The following examples illustrate the three meaningful settings:

Command Behaviour
./methodatlas -apply-tags-from-csv r.csv -mismatch-limit -1 src/test/java Apply all matched rows; log mismatches as warnings and continue. Use during initial adoption or exploratory runs.
./methodatlas -apply-tags-from-csv r.csv -mismatch-limit 1 src/test/java Abort immediately on the first mismatch, before modifying any file. Use in CI to enforce that the CSV is always current.
./methodatlas -apply-tags-from-csv r.csv -mismatch-limit 5 src/test/java Allow up to 4 mismatches; abort if 5 or more are detected.
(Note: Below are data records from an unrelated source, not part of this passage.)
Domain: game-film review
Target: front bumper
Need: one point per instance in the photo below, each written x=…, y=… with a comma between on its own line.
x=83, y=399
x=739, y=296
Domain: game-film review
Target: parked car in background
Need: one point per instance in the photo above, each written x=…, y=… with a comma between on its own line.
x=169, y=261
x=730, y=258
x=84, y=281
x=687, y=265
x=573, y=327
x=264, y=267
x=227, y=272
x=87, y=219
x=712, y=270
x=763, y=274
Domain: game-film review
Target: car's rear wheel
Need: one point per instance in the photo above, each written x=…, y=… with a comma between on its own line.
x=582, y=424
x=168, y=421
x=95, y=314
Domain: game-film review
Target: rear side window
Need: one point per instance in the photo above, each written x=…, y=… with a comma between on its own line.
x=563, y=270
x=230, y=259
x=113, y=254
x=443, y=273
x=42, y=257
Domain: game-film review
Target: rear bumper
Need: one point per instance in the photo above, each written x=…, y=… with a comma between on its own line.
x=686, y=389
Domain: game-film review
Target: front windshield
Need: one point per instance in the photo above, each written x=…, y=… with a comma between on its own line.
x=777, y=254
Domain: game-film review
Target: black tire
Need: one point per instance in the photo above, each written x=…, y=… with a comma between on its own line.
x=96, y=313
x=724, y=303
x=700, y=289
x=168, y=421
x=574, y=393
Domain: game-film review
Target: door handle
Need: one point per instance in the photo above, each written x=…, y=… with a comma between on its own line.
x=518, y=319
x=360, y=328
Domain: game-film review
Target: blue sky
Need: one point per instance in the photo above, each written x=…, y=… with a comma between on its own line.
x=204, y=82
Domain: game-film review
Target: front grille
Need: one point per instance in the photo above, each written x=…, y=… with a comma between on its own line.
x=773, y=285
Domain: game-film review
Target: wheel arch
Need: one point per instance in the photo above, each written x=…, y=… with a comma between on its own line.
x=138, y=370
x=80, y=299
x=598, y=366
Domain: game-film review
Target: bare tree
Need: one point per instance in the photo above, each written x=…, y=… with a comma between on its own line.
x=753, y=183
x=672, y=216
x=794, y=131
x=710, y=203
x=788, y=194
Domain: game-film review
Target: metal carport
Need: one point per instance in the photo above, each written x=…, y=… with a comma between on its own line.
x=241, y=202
Use when a small number of pending method additions is acceptable during a transition period.

Summary output

After a run, MethodAtlas prints a summary to standard output:

Apply-tags-from-csv complete: 7 change(s) in 2 file(s); 0 mismatch(es) skipped.

Individual modified files are listed beforehand:

Modified: src/test/java/com/example/LoginTest.java (+3 change(s))
Modified: src/test/java/com/example/TokenTest.java (+4 change(s))
Apply-tags-from-csv complete: 7 change(s) in 2 file(s); 0 mismatch(es) skipped.

No CSV is produced. Standard output is consumed entirely by the summary.

Modifies source files in place

-apply-tags-from-csv edits .java files directly. There is no dry-run mode. Commit or back up your work before running.

Reviewing changes

After write-back, inspect the diff before committing:

git diff src/test/java

See CLI reference for the full flag reference.